I became conscious of the voices all around me and found myself, without any effort on my part, outside the man’s mind, but I was disconcerted and wanted to regain some composure by looking at the outside of other people as one is supposed to do. The Moor was looking at the door, no doubt waiting for Dr. de los Rios to come in, and I realized that my visit into this man’s thoughts must have taken an incredibly short time.
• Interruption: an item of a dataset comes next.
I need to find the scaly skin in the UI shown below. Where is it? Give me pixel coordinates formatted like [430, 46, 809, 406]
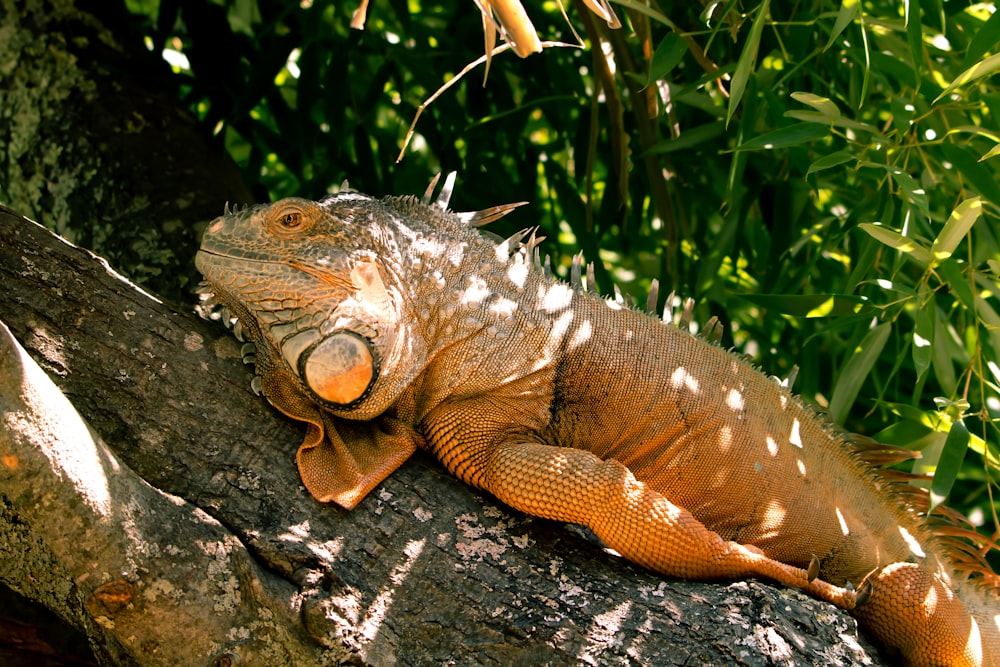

This did not help my desired composure and I looked at the other faces there more intently, seeking normality and distraction.

At the other tables I recognized the best importations from Spain. There was the dancing team, Lunarito and Bejarano. There was a famous newspaperman and foreign correspondent who had to his credit a long list of deportations from various countries. If one wanted to meet him, the Moor had said, one had to catch him between trains. He was sitting with the best Spanish importer of antiques who owned a very exclusive shop on Madison Avenue and had lent for the occasion the old Spanish tapestries and shawls which hung from the balcony that ran along one wall of the dining room and gave things an air of magnificent refinement contrasting harshly with all this bottle drinking. The other man at their table was the owner of a Spanish newspaper then published in New York.